I’ve learned to say “Oh, look! A baby!” in such a way that people truly think I’m happy to see a baby sitting nearby on the plane. Passengers look at me in disbelief. Which reminds me, pay whatever necessary for top quality noise-cancelling headphones. They’re worth every penny.
Last week in Salt Lake City I had a hotel room neighbor fall asleep with their TV on. I heard his TV and his snores through the wall. I called his room throughout the night to jolt him awake so he’d turn over. It was that same room where a wall panel fell on me while working at the desk.
I had an Uber driver in Fort Myers immediately say “no hablo ingles.” About twenty minutes into the ride, he took a phone call in perfect English. I paid $23 for one Stella Artois beer in a busy Marco Island resort. That caught my attention. I’m now in Monterey, California. It’s a spectacular day and I’m writing this on the hotel patio with a coffee. Everyone is enjoying the perfect weather, especially the homeless man talking to himself while urinating in a potted plant not far away and the guy dressed as a ninja with only his eyes showing, holding a real machete.
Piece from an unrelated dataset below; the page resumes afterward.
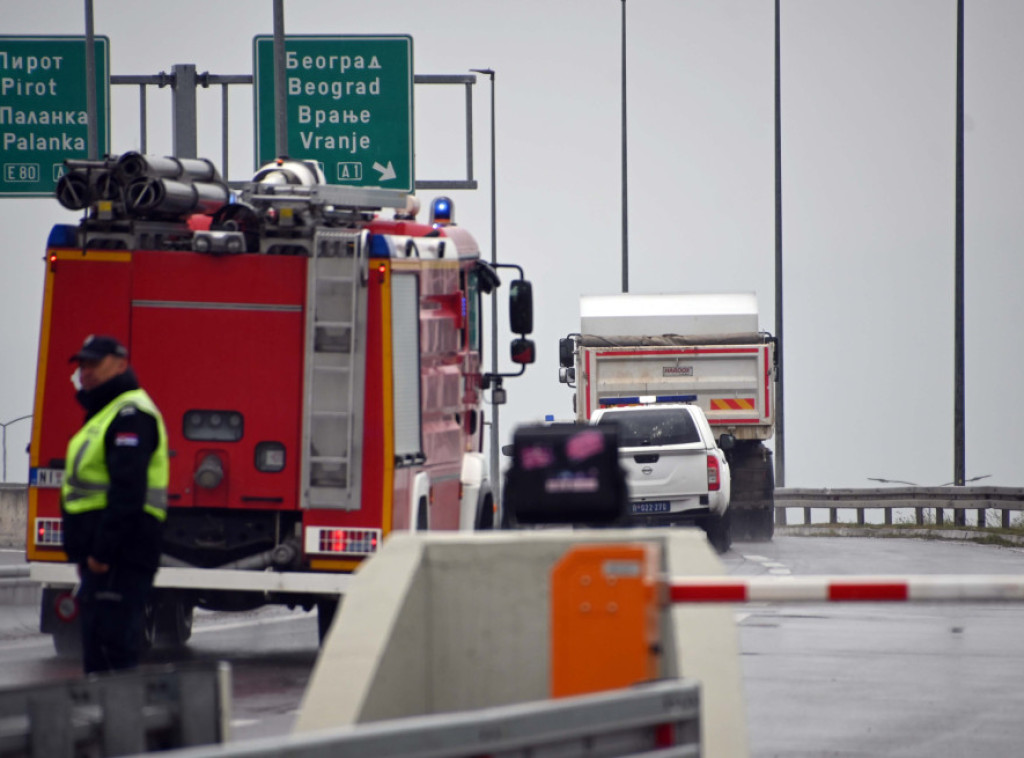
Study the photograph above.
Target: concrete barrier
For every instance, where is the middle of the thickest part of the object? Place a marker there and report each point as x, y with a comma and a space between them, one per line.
440, 623
13, 514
I don’t much like traveling. I like being there. However, there is no way to get someplace different without traveling. It’s the price I pay for the work I do and the vacations I enjoy. I used to suffer loudly during each trip, bemoaning the travel. Now, I look for the stories happening all around me. Like now, watching the machete ninja who’s just spotted the urinating homeless man wondering if I’m going to have to put down my coffee.
I’m Cam Marston and I’m just Keepin It Real.